Azure Search – SQL Servers full text limitations
When it comes to search solutions within the Microsoft development eco-system, people have always blindly selected full text search indexes. Now I’m not telling that this is wrong however there have always been many shortcomings when it comes to features and manageability. Some issues have been addressed in most recent releases, but you will notice more and more shortcomings after playing with a service like Azure Search.
Opening the Azure Search Matryoshka
Now if you really want to dig into the search domain, it’s necessary to understand that Azure Search isn’t just Microsoft reinventing the wheel as we have seen often before. Microsoft has drastically changed over the last few years when it comes to adopting open source solutions. Especially within the web and cloud space. This is also something you will recognize within the architecture of Azure Search.
Just to keep things simple, Azure search is build on top of a different product known as Elasticsearch. Elasticsearch (http://www.elasticsearch.org/) is a NoSQL based full text search engine responsible for the server side plumbing (scalability) and providing a common HTTP interface, allowing you to interact with the indexing core known as Lucene (http://lucene.apache.org). Lucene is an indexing engine responsible for rapid indexing and search. It’s important to know that Lucene cannot just be used on its own because it’s not an end-to-end solution. You will need a container for hosting Lucene like Elasticsearch.
Elasticsearch isn’t the only option out there. There are other solutions available with similar options like Solr for example. Solr is also utilizing Lucene under the covers, just like Elasticsearch.
Interesting read: http://solr-vs-elasticsearch.com/
You might ask yourself; why do I need to know all of this?

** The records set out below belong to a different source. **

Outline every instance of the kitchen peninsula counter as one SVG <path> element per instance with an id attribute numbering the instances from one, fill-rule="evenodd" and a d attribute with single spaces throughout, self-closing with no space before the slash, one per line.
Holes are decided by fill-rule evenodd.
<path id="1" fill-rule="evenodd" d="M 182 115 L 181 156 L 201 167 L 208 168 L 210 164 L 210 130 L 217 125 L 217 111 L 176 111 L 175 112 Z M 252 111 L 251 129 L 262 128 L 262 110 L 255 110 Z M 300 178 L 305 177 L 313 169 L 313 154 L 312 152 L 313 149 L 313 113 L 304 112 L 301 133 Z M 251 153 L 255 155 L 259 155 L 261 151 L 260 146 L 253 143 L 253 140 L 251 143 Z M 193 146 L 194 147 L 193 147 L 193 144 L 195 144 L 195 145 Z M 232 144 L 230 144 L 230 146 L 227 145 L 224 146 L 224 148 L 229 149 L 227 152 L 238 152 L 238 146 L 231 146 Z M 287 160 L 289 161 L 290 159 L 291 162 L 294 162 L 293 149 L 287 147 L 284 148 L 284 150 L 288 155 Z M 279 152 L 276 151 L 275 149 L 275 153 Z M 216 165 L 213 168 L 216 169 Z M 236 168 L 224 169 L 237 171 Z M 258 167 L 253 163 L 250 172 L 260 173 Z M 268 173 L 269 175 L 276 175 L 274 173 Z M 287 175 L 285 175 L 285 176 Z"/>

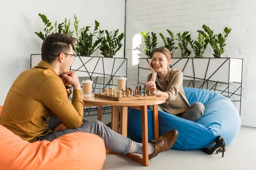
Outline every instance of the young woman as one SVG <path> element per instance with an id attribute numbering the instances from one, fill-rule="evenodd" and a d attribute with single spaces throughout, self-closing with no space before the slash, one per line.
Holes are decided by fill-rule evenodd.
<path id="1" fill-rule="evenodd" d="M 183 74 L 169 67 L 171 59 L 171 53 L 165 47 L 154 52 L 148 65 L 152 73 L 148 76 L 145 85 L 153 94 L 166 99 L 165 103 L 158 105 L 159 110 L 196 122 L 204 114 L 204 106 L 199 102 L 190 106 L 183 90 Z M 152 106 L 148 109 L 152 110 Z"/>

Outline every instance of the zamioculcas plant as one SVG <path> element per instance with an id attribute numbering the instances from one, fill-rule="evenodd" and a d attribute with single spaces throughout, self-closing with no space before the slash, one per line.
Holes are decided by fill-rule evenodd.
<path id="1" fill-rule="evenodd" d="M 168 37 L 166 37 L 166 38 L 165 38 L 162 33 L 159 33 L 159 35 L 160 35 L 163 41 L 163 42 L 165 44 L 164 47 L 169 50 L 171 52 L 172 57 L 174 50 L 177 49 L 178 47 L 175 47 L 174 45 L 175 44 L 175 42 L 174 42 L 174 41 L 175 40 L 175 38 L 174 38 L 174 34 L 172 32 L 168 29 L 166 29 L 166 31 L 168 32 L 168 33 L 169 33 L 169 34 L 171 36 L 170 38 Z"/>
<path id="2" fill-rule="evenodd" d="M 125 35 L 122 33 L 118 36 L 119 31 L 118 29 L 110 32 L 105 30 L 105 33 L 103 30 L 99 30 L 98 39 L 101 43 L 99 48 L 102 51 L 100 54 L 105 57 L 113 57 L 122 46 L 121 41 Z"/>
<path id="3" fill-rule="evenodd" d="M 73 49 L 79 56 L 90 56 L 90 55 L 98 48 L 98 45 L 101 42 L 101 40 L 98 39 L 94 42 L 93 42 L 93 37 L 98 33 L 97 31 L 99 26 L 99 23 L 95 20 L 95 26 L 94 30 L 92 34 L 88 33 L 90 26 L 83 27 L 79 30 L 78 30 L 78 23 L 79 21 L 75 15 L 75 29 L 76 34 L 76 42 L 74 45 Z"/>
<path id="4" fill-rule="evenodd" d="M 157 49 L 157 37 L 156 33 L 151 32 L 151 36 L 148 35 L 149 34 L 149 32 L 146 32 L 145 31 L 141 32 L 141 34 L 144 37 L 144 42 L 146 46 L 146 48 L 144 49 L 145 54 L 148 58 L 152 58 L 153 57 L 153 52 Z"/>
<path id="5" fill-rule="evenodd" d="M 205 39 L 201 33 L 198 33 L 197 40 L 194 41 L 192 40 L 189 42 L 189 43 L 195 55 L 195 58 L 203 58 L 203 54 L 208 45 L 209 40 Z"/>
<path id="6" fill-rule="evenodd" d="M 44 25 L 45 28 L 44 28 L 44 34 L 40 31 L 39 33 L 35 32 L 36 34 L 37 34 L 42 40 L 44 40 L 46 37 L 54 33 L 54 31 L 51 31 L 53 29 L 53 26 L 52 26 L 52 23 L 48 19 L 47 17 L 44 14 L 38 14 L 38 15 L 43 21 L 44 24 Z M 57 31 L 57 21 L 55 22 L 55 33 L 64 33 L 68 35 L 69 36 L 72 36 L 73 35 L 74 31 L 71 31 L 70 30 L 70 20 L 69 20 L 68 23 L 67 18 L 65 18 L 65 21 L 64 22 L 59 24 L 58 26 L 58 31 Z M 64 28 L 63 28 L 63 27 Z"/>
<path id="7" fill-rule="evenodd" d="M 215 58 L 220 58 L 224 51 L 224 47 L 226 45 L 225 42 L 229 33 L 231 31 L 231 27 L 225 27 L 223 34 L 220 33 L 218 34 L 213 35 L 213 31 L 211 30 L 209 27 L 204 25 L 202 26 L 204 30 L 207 34 L 208 36 L 203 31 L 198 30 L 198 32 L 201 33 L 207 39 L 209 39 L 209 44 L 211 45 L 214 54 L 212 54 Z"/>
<path id="8" fill-rule="evenodd" d="M 189 43 L 191 40 L 190 34 L 189 33 L 189 31 L 185 31 L 182 34 L 179 33 L 176 35 L 176 40 L 179 41 L 178 45 L 180 48 L 182 58 L 187 57 L 191 54 L 191 51 L 187 48 Z"/>

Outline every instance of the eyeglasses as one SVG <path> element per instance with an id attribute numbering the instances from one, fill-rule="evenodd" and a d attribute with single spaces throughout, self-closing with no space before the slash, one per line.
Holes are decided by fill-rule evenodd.
<path id="1" fill-rule="evenodd" d="M 65 53 L 63 53 L 64 54 L 66 54 L 66 55 L 70 55 L 71 56 L 72 56 L 72 57 L 71 57 L 71 59 L 72 60 L 72 61 L 74 61 L 75 60 L 75 59 L 76 59 L 76 57 L 77 56 L 75 54 L 65 54 Z"/>

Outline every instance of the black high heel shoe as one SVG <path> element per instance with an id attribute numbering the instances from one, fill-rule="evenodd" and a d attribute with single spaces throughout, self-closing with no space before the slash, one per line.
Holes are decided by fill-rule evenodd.
<path id="1" fill-rule="evenodd" d="M 218 154 L 218 150 L 220 148 L 222 148 L 222 157 L 224 157 L 224 151 L 225 150 L 225 146 L 226 146 L 226 142 L 221 136 L 218 136 L 215 139 L 216 144 L 211 148 L 203 148 L 201 150 L 209 155 L 212 155 L 216 153 Z"/>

Well, you don’t, if you just want to use Microsoft’s abstraction and able to host your data within Azure. However if want to design and maintain search solutions, it’s required to know what’s happening under the covers. Also keep in mind that Azure search isn’t exposing all options available within Elasticsearch and in addition the Azure Search team is putting their own icing on the cake.
If you want to get started in the world of search, I highly recommend reading up and learn about the basics of the items listed below;
NOTE: this was written with SQL server DBA’s / Developers in mind.
REST (Representational state transfer)
Interacting with Azure Search, Elasticsearch or Solr is performed via REST based API calls. There are tools, different API abstractions and management GUI’s available however not being familiar with REST will slow you down or limit your options.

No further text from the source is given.